On Tue, Jun 21, 2011 at 04:29:35PM +0800, Andrew Xu wrote:
> Hi all,
>
> I add a blkback QoS patch.
What tree is this against? There is a xen-blkback in 3.0-rc4, can you rebase
it against that please.
What is the patch solving? Why can't it be done with dm-ioband?

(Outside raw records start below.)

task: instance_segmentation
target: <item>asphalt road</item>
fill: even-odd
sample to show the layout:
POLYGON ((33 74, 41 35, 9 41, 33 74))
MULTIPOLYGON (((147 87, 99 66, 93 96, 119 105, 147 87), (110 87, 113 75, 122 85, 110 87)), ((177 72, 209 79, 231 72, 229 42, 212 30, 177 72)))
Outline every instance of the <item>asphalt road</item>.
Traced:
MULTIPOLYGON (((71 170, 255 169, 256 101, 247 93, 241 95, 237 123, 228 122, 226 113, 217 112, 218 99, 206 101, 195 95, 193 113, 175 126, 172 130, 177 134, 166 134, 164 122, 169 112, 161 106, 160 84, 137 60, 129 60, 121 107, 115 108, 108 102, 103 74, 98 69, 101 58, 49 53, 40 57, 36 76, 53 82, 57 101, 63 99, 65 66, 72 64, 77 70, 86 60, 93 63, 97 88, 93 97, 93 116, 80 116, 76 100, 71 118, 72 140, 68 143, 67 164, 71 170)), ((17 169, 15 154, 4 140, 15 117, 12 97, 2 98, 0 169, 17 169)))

> You can config(dynamic/static) different I/O speed for different VM disk
> by this patch.
>
> ----------------------------------------------------------------------------
>
> diff -urNp blkback/blkback.c blkback-qos/blkback.c
> --- blkback/blkback.c 2011-06-22 07:54:19.000000000 +0800
> +++ blkback-qos/blkback.c 2011-06-22 07:53:18.000000000 +0800
> @@ -44,6 +44,11 @@
> #include <asm/hypervisor.h>
> #include "common.h"
>
> +#undef DPRINTK
> +#define DPRINTK(fmt, args...) \
> + printk("blkback/blkback (%s:%d) " fmt ".\n", \
> + __FUNCTION__, __LINE__, ##args)
> +
> /*
> * These are rather arbitrary. They are fairly large because adjacent
> requests
> * pulled from a communication ring are quite likely to end up being part of
> @@ -110,7 +115,8 @@ static inline unsigned long vaddr(pendin
> static int do_block_io_op(blkif_t *blkif);
> static int dispatch_rw_block_io(blkif_t *blkif,
> blkif_request_t *req,
> - pending_req_t *pending_req);
> + pending_req_t *pending_req,
> + int *done_nr_sects);
> static void make_response(blkif_t *blkif, u64 id,
> unsigned short op, int st);
>
> @@ -206,10 +212,20 @@ static void print_stats(blkif_t *blkif)
> blkif->st_pk_req = 0;
> }
>
> +static void refill_reqcount(blkif_t *blkif)
> +{
> + blkif->reqtime = jiffies + msecs_to_jiffies(1000);
> + blkif->reqcount = blkif->reqrate;
> + if (blkif->reqcount < blkif->reqmin)
> + blkif->reqcount = blkif->reqmin;
> +}
> +
> int blkif_schedule(void *arg)
> {
> blkif_t *blkif = arg;
> struct vbd *vbd = &blkif->vbd;
> + int ret = 0;
> + struct timeval cur_time;
>
> blkif_get(blkif);
>
> @@ -232,12 +248,34 @@ int blkif_schedule(void *arg)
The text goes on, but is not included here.